Was Jesus Crucified On a Thursday?

Published by DonDavidson on

In my last blog entry I pointed out that if Jesus was crucified on a Friday, as tradition says, then we run into a problem with Matthew 12:39-40, where Jesus predicts that he will be “in the heart of the earth for three days and three nights.” Friday afternoon to Sunday morning does not appear to satisfy this prediction.

But what about Mark 15:42-43 and Luke 23:54, which say Jesus was crucified on “the day before the Sabbath”? Since the weekly Jewish Sabbath was on Saturday, doesn’t this mean Jesus must have been crucified on a Friday? Actually, no. The word “Sabbath” simply means “rest,” and the Jews had more than one type of “Sabbath.”

For example, Leviticus 16:29-31 and Leviticus 23:26-32 say that the Day of Atonement was to be “a Sabbath of solemn rest for you.” Similarly, Leviticus 23:39 says that the first and eighth days of the week-long Feast of Booths (also known as the Feast of Tabernacles) were both to be a day of rest—that is, a Sabbath.

We know that Jesus was crucified near the time of Passover,[1] which was always on the 14th day of the 1st month of the Jewish calendar. (See, for example, Leviticus 23:5, Numbers 9:1-5, and Numbers 28:16.) The Feast of Unleavened Bread began the next day, on the 15th day of the 1st month. The first and last days of that week-long Feast were days of Sabbath rest, per scriptures such as Exodus 12:16, Leviticus 23:5-8, and Numbers 28:17-18 and 28:25. 

A Thursday crucifixion requires that Friday and Saturday were both Sabbath days, but of different types—Friday was a Feast Sabbath and Saturday was the weekly Sabbath. This finds support in John 19:31, which says this about the Sabbath that followed the day of the crucifixion: “that Sabbath was a high day”—meaning a Sabbath other than the weekly Sabbath.

Since we are told that Jesus celebrated Passover with his disciples on the night he was betrayed and arrested, he must have been crucified on Passover.[2] The next day would have been the beginning of the Feast of Unleavened Bread, which, as noted above, was a day of Sabbath rest. 

By this reckoning, Jesus was crucified on Thursday and spent the nights of Thursday, Friday, and Saturday in the grave—for a total of three nights. If we count either Thursday or Sunday as the third “day,” we easily satisfy the “three days and three nights” of Matthew 12:39-40.

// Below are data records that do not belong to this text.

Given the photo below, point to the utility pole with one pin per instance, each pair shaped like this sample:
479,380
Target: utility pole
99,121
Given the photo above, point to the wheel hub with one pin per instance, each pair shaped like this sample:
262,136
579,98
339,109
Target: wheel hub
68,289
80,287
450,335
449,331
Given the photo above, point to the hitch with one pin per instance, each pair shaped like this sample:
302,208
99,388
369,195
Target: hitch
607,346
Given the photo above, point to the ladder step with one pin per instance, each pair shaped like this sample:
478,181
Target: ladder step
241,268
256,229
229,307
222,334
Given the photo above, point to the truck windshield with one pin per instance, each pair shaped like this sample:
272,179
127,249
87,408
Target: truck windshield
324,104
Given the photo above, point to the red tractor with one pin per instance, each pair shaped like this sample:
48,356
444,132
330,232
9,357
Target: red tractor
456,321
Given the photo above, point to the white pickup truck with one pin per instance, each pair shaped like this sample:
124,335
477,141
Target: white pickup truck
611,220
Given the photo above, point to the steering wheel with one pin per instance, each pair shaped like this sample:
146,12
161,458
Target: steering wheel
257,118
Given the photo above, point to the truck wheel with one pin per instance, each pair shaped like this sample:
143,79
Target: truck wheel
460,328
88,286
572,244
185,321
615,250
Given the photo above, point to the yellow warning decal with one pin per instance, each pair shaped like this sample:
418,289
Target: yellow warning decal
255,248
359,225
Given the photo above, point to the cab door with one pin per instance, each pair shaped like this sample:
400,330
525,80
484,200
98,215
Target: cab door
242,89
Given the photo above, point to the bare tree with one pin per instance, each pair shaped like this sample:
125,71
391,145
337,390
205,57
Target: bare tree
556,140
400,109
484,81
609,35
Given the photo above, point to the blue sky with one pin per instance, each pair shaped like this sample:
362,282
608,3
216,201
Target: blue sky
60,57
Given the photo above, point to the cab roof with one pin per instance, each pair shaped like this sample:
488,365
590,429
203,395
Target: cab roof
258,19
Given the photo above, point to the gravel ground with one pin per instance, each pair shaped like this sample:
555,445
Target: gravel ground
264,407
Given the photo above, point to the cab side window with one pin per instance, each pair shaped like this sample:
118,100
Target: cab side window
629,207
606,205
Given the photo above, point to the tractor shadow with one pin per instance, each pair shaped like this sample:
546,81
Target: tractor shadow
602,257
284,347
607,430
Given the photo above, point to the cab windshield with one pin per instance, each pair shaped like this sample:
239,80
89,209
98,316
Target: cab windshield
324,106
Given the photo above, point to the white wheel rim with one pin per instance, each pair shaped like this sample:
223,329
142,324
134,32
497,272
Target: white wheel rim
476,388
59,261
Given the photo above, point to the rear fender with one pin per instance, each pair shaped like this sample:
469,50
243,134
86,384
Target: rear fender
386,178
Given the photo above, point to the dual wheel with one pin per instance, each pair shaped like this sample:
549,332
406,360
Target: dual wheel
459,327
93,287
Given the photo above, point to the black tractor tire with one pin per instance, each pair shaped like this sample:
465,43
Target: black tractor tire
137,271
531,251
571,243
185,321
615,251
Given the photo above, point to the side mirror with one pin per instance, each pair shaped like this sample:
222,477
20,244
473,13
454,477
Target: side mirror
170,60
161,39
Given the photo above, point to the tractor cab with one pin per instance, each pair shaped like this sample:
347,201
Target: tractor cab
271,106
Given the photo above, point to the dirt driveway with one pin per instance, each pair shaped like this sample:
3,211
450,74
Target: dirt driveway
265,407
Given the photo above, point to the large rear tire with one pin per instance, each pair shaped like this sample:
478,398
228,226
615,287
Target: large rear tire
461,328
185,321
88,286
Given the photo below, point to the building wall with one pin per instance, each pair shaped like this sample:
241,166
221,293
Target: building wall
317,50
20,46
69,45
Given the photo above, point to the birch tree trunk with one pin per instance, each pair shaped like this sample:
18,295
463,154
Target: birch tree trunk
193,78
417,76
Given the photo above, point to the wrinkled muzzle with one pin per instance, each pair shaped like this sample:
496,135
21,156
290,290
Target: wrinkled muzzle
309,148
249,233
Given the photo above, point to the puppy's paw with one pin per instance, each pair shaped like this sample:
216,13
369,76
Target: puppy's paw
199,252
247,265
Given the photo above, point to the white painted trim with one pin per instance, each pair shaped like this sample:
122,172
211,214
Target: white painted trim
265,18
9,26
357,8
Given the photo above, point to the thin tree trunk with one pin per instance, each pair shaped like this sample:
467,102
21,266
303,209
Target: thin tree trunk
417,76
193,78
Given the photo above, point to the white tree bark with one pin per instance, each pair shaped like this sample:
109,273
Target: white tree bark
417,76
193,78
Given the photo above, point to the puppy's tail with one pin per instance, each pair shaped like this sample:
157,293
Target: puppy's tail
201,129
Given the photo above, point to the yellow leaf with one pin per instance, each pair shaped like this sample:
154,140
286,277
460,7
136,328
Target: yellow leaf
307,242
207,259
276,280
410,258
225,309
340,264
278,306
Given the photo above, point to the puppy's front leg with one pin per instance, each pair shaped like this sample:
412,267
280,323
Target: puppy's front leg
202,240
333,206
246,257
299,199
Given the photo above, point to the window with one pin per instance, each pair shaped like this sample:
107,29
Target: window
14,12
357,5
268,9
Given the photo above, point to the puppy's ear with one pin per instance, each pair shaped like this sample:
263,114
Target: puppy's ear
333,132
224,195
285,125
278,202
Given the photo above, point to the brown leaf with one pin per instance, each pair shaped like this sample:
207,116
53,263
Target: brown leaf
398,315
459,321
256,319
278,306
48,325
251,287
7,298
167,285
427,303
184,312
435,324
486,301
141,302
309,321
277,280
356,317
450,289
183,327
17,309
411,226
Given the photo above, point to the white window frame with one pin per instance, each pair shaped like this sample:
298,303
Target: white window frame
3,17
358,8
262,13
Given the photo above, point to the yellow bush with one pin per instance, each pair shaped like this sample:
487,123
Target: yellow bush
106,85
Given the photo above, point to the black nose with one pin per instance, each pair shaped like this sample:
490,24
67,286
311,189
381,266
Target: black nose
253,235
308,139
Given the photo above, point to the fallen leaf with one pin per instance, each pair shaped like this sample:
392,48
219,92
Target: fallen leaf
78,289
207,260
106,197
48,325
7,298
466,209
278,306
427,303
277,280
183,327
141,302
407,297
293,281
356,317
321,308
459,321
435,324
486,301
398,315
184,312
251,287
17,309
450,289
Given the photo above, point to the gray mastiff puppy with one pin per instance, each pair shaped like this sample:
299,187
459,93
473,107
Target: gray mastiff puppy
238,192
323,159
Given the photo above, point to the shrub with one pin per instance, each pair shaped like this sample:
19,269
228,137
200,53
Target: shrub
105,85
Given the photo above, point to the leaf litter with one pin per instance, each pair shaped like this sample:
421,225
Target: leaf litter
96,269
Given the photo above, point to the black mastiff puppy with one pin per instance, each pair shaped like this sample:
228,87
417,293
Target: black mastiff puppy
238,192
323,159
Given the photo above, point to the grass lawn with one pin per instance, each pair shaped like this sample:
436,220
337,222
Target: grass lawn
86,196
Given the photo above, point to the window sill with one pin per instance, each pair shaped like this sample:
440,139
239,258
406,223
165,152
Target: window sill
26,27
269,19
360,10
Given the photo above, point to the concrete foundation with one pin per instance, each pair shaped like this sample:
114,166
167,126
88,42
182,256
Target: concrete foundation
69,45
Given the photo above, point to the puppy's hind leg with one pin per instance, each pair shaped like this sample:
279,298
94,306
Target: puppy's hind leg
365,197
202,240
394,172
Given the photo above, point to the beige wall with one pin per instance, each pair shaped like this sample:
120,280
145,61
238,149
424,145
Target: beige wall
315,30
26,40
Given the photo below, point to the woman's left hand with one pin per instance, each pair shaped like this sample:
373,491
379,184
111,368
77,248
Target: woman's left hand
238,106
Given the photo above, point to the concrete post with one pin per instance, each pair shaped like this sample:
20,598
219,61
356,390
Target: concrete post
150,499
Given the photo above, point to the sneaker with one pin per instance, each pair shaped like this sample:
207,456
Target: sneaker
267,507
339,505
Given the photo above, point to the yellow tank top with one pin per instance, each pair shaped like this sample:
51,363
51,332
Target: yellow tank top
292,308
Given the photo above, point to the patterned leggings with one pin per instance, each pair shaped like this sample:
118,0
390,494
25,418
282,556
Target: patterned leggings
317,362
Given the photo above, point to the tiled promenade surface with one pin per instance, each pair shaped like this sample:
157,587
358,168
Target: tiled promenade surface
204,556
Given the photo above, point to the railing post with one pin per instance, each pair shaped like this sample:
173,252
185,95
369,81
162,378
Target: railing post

This view also finds support in Luke 24:21, where two disciples on the road to Emmaus are telling a stranger (who is Jesus) about the crucifixion, and they say: “it is now the third day since these things happened.” This conversation occurred on Sunday, for Luke 24:13 makes clear that it happened “on that very day” that the empty tomb had been discovered. If Sunday was the third day since the crucifixion, then counting backwards leads us to a Thursday crucifixion.

So it seems that the proponents of a Thursday crucifixion have a pretty convincing argument. But wait—there is one problem with Thursday as the day of the crucifixion. And we’ll explore that in my next blog entry.


[1]. See, for example, Matthew 26:2 and 26:17-19, Matthew 27:15, Mark 14:1, Mark 14:12-16, and Mark 15:6.

[2]. Strangely enough, the Old Testament does not identify Passover as a Sabbath day of rest.